Sadly we can’t trust the Government or schools to inculcate good sexual ethics

By on Thursday, 27 June 2013

Parents have a duty to find out what is taught in the classroom (AP)

Parents have a duty to find out what is taught in the classroom (AP)

Earlier this month a proposed amendment to the Children and Families Bill, making sex education compulsory in England and Wales, was defeated in the House of Commons.

Did you hear about this in the mainstream media? It seems that only people with a special interest, whether that’s us, or our opponents, are talking about this.

It is, of course, good news that this amendment was defeated, although the Bill was only defeated by 24 votes, which means we should not rest easy.

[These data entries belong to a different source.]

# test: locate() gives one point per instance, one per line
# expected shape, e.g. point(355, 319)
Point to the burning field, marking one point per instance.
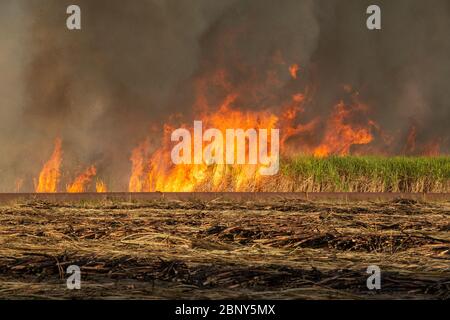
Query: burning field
point(353, 122)
point(214, 249)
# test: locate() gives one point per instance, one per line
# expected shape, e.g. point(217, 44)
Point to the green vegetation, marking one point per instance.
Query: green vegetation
point(367, 174)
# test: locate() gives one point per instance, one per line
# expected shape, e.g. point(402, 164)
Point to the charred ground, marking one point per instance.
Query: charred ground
point(225, 249)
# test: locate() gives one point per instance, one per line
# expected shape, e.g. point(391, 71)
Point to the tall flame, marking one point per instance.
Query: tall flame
point(80, 183)
point(100, 186)
point(340, 135)
point(50, 173)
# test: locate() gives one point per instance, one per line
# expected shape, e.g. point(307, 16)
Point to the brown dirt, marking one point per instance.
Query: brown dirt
point(275, 249)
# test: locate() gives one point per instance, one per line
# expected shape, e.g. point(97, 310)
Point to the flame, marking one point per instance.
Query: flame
point(138, 158)
point(340, 135)
point(100, 186)
point(293, 69)
point(80, 183)
point(50, 173)
point(18, 185)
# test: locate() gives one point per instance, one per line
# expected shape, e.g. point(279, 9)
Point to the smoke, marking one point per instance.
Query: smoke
point(136, 63)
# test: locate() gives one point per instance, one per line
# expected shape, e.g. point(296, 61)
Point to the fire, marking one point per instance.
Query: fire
point(80, 183)
point(340, 135)
point(50, 173)
point(100, 187)
point(138, 158)
point(293, 69)
point(247, 105)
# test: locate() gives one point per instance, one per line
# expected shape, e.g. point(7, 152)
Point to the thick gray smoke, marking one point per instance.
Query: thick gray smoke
point(135, 63)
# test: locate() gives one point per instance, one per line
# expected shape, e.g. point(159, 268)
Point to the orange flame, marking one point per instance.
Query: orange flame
point(340, 135)
point(100, 186)
point(80, 183)
point(293, 69)
point(50, 173)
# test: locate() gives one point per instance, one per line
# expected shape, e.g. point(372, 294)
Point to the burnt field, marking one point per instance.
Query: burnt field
point(216, 248)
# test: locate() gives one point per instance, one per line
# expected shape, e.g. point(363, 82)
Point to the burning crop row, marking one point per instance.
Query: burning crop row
point(347, 130)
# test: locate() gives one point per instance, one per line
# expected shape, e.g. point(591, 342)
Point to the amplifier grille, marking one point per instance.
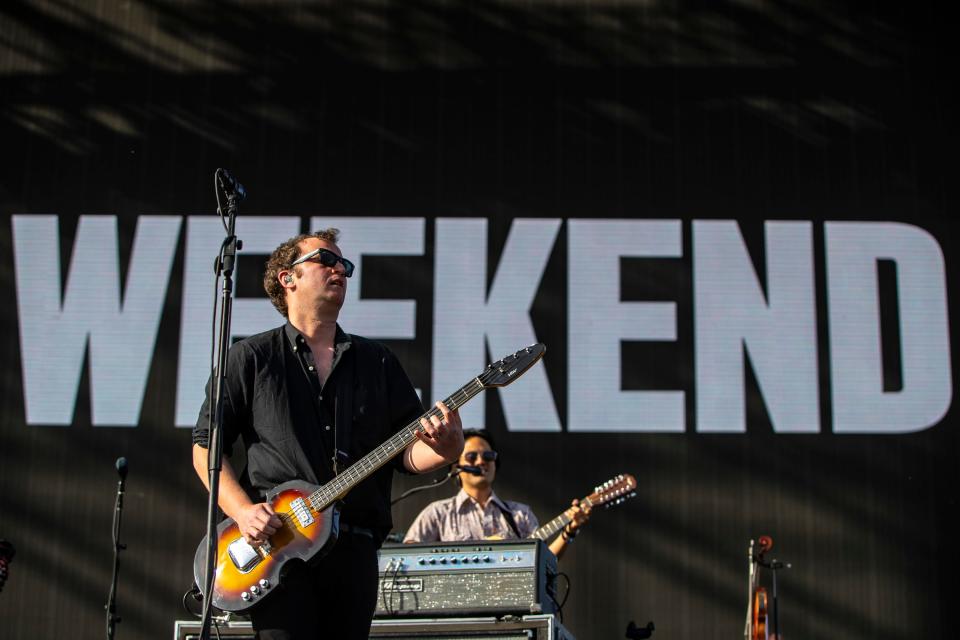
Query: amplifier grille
point(514, 577)
point(500, 590)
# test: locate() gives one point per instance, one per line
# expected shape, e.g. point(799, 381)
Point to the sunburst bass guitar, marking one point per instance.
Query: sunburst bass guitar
point(244, 575)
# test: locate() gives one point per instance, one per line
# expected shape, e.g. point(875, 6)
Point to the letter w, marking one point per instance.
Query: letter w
point(121, 333)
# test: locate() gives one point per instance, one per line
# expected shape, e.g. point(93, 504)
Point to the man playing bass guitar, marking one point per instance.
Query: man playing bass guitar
point(308, 399)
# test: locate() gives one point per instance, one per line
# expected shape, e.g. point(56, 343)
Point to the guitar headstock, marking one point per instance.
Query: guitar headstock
point(613, 491)
point(506, 370)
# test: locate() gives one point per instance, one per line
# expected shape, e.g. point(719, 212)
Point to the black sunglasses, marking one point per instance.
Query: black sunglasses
point(488, 456)
point(328, 259)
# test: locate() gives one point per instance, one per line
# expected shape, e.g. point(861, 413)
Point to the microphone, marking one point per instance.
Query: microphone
point(230, 185)
point(474, 471)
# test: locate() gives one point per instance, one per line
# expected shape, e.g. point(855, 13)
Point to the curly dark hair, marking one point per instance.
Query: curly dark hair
point(282, 257)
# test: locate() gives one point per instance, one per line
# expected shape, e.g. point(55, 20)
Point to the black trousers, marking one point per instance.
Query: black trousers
point(334, 598)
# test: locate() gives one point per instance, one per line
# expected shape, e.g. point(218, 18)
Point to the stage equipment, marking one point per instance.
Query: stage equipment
point(531, 627)
point(476, 578)
point(111, 606)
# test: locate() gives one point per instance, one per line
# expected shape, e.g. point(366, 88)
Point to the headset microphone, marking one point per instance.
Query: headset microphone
point(474, 471)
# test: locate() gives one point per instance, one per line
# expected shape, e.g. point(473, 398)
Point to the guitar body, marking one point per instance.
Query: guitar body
point(241, 569)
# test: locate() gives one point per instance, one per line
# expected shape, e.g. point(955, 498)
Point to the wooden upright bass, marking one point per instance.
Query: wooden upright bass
point(757, 626)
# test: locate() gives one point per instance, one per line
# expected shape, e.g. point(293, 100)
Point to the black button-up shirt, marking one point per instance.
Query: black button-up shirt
point(287, 419)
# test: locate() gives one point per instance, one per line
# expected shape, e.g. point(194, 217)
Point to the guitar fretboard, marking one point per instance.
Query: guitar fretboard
point(360, 470)
point(552, 528)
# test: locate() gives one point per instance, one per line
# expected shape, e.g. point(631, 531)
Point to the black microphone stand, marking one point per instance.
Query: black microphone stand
point(224, 267)
point(111, 606)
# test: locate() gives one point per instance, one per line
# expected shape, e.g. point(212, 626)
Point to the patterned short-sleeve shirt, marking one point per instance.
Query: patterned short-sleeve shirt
point(462, 518)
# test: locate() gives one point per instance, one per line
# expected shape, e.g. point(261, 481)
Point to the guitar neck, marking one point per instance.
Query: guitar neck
point(552, 528)
point(363, 468)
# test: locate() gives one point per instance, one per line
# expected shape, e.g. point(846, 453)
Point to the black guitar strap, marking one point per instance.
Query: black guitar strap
point(343, 410)
point(509, 518)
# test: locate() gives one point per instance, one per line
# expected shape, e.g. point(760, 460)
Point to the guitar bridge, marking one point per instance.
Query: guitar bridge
point(302, 512)
point(243, 556)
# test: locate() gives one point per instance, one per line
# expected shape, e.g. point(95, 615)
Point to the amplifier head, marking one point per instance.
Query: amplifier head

Why is this good news? Exactly what is taught in sex ed? The Christian Institute produced this document in 2011, informing parents of what was being recommended in many of our schools. According to the report, materials featuring full-frontal nudity were recommended for seven-year-olds (in Hampshire and Sheffield, among other places); and in some areas books featuring cartoon people having sex on a skateboard were recommended for children as young as five. It would almost be funny if these materials were not recommended in all seriousness. Many, if not most, of these resources will still be on different Local Education Authority (LEA) directives.

It is clear that sex education should not be taught in this way, especially in primary schools. Obviously children should be taught about human reproduction, ideally by parents, once the child can understand that for such an intimate thing as sex a committed relationship between the man and woman should already be established (ideally marriage).

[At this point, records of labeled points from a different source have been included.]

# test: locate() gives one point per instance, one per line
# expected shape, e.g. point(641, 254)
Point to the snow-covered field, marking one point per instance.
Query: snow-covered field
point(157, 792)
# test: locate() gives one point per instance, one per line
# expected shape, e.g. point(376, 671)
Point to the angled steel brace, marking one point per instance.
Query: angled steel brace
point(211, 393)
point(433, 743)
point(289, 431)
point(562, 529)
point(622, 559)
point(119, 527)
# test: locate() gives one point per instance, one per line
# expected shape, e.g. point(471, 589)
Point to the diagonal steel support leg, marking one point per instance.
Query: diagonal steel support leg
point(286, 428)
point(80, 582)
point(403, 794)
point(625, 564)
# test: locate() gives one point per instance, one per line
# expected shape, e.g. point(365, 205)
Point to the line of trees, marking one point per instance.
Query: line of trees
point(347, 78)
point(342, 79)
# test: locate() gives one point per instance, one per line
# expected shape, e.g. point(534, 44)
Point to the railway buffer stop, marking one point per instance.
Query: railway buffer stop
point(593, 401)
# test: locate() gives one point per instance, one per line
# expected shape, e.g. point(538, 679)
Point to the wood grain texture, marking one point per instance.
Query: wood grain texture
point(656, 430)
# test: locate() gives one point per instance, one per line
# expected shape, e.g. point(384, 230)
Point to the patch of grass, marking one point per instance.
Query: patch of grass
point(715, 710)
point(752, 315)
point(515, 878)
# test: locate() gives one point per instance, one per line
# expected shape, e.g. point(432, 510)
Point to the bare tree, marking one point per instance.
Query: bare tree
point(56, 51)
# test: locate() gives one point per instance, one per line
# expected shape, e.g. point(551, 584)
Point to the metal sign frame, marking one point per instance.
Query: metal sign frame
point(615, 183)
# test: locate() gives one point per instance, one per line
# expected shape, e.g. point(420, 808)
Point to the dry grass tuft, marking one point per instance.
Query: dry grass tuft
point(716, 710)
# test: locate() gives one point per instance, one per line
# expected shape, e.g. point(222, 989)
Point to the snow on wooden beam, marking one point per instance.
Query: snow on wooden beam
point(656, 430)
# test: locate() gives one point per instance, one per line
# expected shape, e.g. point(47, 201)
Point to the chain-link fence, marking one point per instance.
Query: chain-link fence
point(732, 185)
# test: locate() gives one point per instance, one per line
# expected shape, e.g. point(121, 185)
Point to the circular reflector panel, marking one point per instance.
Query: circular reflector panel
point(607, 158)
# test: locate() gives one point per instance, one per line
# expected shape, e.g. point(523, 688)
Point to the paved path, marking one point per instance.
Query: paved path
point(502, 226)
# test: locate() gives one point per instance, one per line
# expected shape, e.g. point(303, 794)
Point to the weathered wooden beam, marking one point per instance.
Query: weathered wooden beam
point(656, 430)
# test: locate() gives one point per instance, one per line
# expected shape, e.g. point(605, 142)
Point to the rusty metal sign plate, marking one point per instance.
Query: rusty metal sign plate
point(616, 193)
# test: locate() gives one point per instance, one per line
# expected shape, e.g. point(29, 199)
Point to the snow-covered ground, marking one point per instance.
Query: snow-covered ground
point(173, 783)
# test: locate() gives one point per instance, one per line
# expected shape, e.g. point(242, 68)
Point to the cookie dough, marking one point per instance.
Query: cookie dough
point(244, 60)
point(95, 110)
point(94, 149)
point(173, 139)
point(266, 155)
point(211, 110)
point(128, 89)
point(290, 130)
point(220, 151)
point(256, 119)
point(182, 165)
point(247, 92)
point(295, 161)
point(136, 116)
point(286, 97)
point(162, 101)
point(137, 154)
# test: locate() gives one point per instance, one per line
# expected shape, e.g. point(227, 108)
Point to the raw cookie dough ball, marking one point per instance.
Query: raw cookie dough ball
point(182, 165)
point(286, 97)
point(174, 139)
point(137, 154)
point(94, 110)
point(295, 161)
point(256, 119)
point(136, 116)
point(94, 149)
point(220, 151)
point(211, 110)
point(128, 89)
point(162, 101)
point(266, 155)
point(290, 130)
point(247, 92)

Currently no school has to give sex education, although every primary school has to teach reproduction. Where a school chooses to teach sex ed, each LEA may have resources that governors and heads can choose for their schools, with class teachers able to adapt these to the needs of their class. Parents may withdraw their children if they wish.

At the moment, not every LEA has subscribed to these materials, and not every school delivers sex education – even in secondary the programme is non-statutory. But if you live in an area where materials like these are used, and your children’s school gives sex ed, you should consider withdrawing your children from those classes and encouraging others to do likewise. If you are not sure if your child’s school teaches sex ed, ask your child’s teacher.

As for the argument that we need more sex education at a younger age to tackle Britain’s teenage pregnancy and abortion problem, the problem is surely not that Britain’s teenagers don’t know what a condom is: the problem is more likely to have arisen from raising children to have as much irresponsible sex as they like as long as they use contraceptives.

Catholic parents should be involved in their children’s education and aware of the threat that sex education poses – in this life, if children grow up to have a teenage pregnancy or STI, or if they cohabit or even choose an abortion as a result of living the life that sex ed promotes – and potentially in the next life, although fortunately that is not for us to judge.